Veteran Republican and former Senate President Tom Lee blasted his colleagues for displacing Montford’s bill for partisan reasons, and scolded them for raiding aspects of Montford’s bill that had already gained bipartisan support, presenting them as last-minute amendments to Flores’s bill. Lee characterized the underhanded actions of his republican cohorts as an “abomination” of the legislative process.
Public school advocates say that despite its name, Flores’s bill, SB 926, does not reduce the number of tests, and it would ratchet up Florida’s already high-stakes testing scheme. The Bush-backed bill would tie grade-level proficiency in the Florida State Assessment (FSA) to data from another test, the National Assessment for Education Progress (NAEP).

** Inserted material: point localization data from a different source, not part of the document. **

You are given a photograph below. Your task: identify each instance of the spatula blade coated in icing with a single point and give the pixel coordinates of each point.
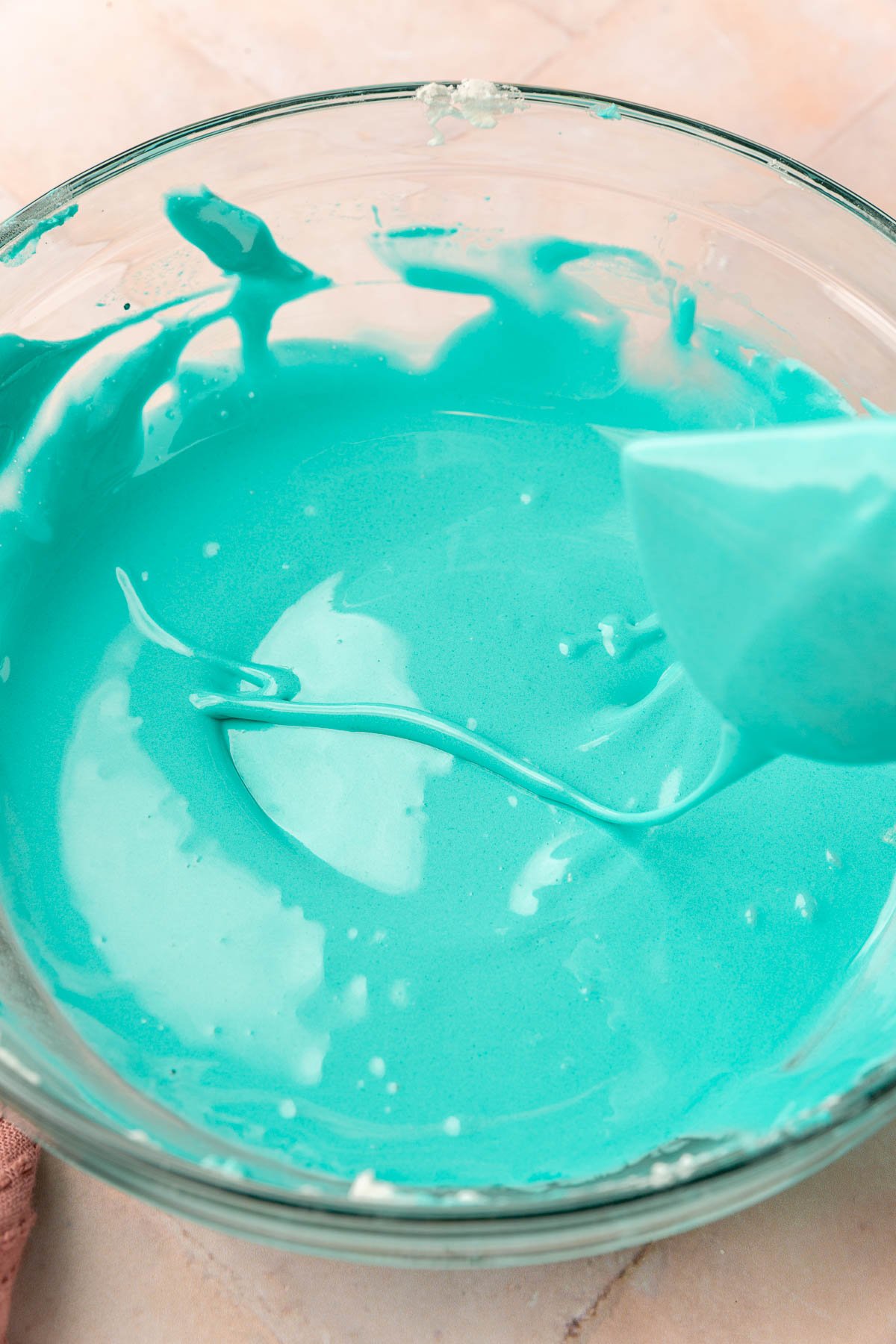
(771, 558)
(334, 709)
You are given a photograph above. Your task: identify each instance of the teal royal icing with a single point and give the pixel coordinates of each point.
(339, 724)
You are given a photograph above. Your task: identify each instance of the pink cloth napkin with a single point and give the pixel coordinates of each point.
(18, 1169)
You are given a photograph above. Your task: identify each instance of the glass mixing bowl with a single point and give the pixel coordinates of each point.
(797, 262)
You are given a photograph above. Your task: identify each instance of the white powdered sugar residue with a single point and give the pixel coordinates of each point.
(477, 101)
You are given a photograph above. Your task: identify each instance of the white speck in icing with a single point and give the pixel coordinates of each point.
(366, 1186)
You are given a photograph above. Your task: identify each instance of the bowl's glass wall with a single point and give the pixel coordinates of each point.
(791, 262)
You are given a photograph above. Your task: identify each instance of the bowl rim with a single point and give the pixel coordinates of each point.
(581, 1219)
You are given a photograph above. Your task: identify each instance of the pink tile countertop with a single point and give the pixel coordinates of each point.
(815, 78)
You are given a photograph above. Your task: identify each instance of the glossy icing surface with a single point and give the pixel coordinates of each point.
(352, 947)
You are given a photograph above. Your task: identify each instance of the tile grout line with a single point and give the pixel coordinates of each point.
(575, 1325)
(225, 1278)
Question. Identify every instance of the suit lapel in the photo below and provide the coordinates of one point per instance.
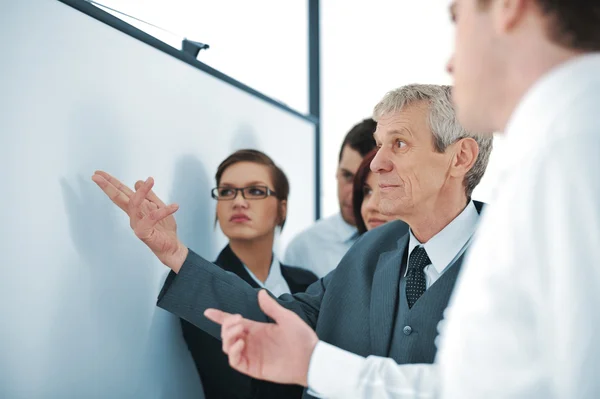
(384, 298)
(231, 263)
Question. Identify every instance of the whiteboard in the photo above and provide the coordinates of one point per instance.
(78, 289)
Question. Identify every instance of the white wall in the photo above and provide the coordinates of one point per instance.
(369, 48)
(262, 43)
(78, 290)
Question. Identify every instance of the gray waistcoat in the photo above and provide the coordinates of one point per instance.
(415, 329)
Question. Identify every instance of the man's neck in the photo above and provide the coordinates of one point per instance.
(529, 66)
(256, 254)
(440, 214)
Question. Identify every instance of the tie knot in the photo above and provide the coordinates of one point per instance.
(418, 259)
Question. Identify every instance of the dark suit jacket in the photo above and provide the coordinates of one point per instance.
(218, 379)
(353, 307)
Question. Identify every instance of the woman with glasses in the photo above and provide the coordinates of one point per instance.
(365, 197)
(251, 197)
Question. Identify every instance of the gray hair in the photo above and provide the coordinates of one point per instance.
(442, 121)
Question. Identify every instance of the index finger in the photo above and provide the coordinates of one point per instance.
(115, 195)
(151, 196)
(115, 182)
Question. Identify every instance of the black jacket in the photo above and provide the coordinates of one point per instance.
(218, 379)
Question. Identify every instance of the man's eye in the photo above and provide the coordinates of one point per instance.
(400, 144)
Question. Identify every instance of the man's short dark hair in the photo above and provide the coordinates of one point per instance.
(573, 24)
(360, 137)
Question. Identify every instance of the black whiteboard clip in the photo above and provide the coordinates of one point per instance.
(193, 48)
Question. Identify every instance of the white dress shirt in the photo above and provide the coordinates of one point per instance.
(443, 249)
(447, 245)
(275, 281)
(321, 247)
(524, 317)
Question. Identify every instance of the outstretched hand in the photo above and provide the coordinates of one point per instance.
(278, 352)
(150, 218)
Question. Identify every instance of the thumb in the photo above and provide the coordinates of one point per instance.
(271, 308)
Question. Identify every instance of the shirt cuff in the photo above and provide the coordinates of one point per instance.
(333, 371)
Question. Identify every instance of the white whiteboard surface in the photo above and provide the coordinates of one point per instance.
(78, 290)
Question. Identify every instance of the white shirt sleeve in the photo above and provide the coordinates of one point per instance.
(335, 373)
(524, 319)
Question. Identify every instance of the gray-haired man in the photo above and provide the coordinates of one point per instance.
(388, 293)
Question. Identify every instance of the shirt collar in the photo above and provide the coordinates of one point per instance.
(443, 247)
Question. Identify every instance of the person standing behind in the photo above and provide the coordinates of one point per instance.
(320, 247)
(365, 198)
(251, 197)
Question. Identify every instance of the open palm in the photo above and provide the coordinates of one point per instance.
(278, 352)
(151, 220)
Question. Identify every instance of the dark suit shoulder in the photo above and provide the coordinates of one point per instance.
(298, 275)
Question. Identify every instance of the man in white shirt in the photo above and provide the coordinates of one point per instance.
(320, 247)
(524, 316)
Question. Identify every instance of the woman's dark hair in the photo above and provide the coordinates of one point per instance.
(281, 184)
(358, 193)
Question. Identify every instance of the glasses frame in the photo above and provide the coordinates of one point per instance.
(214, 192)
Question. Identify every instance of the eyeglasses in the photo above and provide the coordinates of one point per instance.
(249, 193)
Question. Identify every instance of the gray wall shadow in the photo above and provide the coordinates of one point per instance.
(244, 137)
(101, 340)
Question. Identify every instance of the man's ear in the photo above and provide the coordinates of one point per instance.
(465, 154)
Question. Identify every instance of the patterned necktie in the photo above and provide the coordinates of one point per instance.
(415, 278)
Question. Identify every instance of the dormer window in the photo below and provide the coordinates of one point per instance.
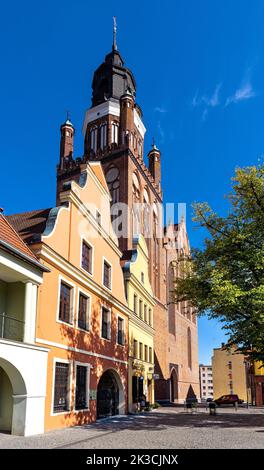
(98, 217)
(114, 132)
(94, 139)
(103, 136)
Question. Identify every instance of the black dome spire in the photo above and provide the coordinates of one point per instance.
(112, 79)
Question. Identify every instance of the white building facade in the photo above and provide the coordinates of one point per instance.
(23, 365)
(206, 381)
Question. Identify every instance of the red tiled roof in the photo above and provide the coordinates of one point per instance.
(29, 224)
(127, 255)
(9, 235)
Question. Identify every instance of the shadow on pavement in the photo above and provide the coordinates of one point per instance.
(159, 421)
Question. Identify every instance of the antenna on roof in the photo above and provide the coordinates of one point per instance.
(114, 34)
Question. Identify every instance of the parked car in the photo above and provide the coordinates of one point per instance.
(228, 400)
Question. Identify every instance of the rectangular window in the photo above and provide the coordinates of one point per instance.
(146, 353)
(135, 353)
(83, 313)
(61, 395)
(150, 355)
(98, 217)
(107, 275)
(135, 304)
(105, 323)
(140, 351)
(145, 313)
(87, 253)
(65, 303)
(150, 317)
(81, 388)
(121, 331)
(140, 309)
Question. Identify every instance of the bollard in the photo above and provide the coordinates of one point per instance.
(212, 409)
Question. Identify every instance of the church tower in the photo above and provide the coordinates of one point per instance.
(114, 132)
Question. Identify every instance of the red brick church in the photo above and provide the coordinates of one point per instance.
(114, 133)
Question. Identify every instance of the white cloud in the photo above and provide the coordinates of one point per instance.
(207, 101)
(161, 131)
(214, 99)
(245, 92)
(161, 110)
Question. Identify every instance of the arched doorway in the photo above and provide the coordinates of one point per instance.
(110, 395)
(12, 399)
(173, 386)
(6, 402)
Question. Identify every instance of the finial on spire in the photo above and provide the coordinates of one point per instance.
(114, 34)
(154, 147)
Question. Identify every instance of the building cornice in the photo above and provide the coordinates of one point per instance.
(71, 196)
(132, 279)
(50, 256)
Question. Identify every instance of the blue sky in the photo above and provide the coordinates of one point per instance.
(199, 69)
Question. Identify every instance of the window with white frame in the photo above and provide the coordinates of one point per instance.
(65, 308)
(83, 312)
(87, 257)
(81, 387)
(106, 325)
(135, 304)
(107, 274)
(103, 136)
(115, 133)
(121, 331)
(61, 387)
(94, 139)
(98, 217)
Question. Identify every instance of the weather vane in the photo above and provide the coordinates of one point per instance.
(114, 34)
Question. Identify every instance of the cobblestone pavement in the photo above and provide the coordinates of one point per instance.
(165, 428)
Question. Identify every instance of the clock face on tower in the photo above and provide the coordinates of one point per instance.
(112, 179)
(112, 175)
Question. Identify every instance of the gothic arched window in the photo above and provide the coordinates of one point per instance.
(135, 188)
(113, 182)
(103, 136)
(115, 132)
(94, 139)
(189, 347)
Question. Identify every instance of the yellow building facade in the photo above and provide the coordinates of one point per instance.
(141, 333)
(259, 383)
(229, 374)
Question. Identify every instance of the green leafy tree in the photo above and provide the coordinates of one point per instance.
(225, 279)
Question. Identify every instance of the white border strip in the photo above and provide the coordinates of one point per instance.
(82, 351)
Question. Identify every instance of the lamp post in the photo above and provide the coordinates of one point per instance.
(246, 371)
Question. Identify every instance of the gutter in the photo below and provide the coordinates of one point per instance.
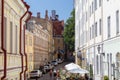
(3, 41)
(24, 49)
(21, 37)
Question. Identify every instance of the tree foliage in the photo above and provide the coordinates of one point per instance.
(69, 31)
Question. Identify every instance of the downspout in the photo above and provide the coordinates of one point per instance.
(24, 48)
(20, 40)
(3, 41)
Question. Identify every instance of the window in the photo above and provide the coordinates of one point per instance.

Florida Department of Education Secretary Pam Stewart rejected the NAEP-tie-in last year. Advocates from the public education advocacy organization, Common Ground, say linking the two tests could dramatically lower passing rates, which they contend would lead to worse school grades and “plummeting property values.”
In a press release, Common Ground argues that true testing relief is to be found in former Leon County Schools Superintendent Bill Montford’s bill:
SB 964 eliminates the 9th grade FSA and all but two of the current state End of Course exams, allows districts to use the SAT or ACT in place of FSA testing, eliminates VAM (returning teacher evaluation decisions to the local level) and allows paper and pencil testing for students, providing welcome relief from the current test and punish system.
“The difference between these two bills is crystal clear,” says Kathleen Oropeza of the public school advocacy organization, Fund Education Now. “Sen. Montford’s SB 964 bravely dials back damage while Jeb’s SB 926 increases student suffering.”
HB 1249, the House companion to Montford’s bill, had gained no traction by the time the Pre-K-12 Quality Subcommittee ended its business for the session on March 27. That same subcommittee did pass a bill, however, making it easier for parents to object to textbook content at the district level, despite concerns relating to censorship.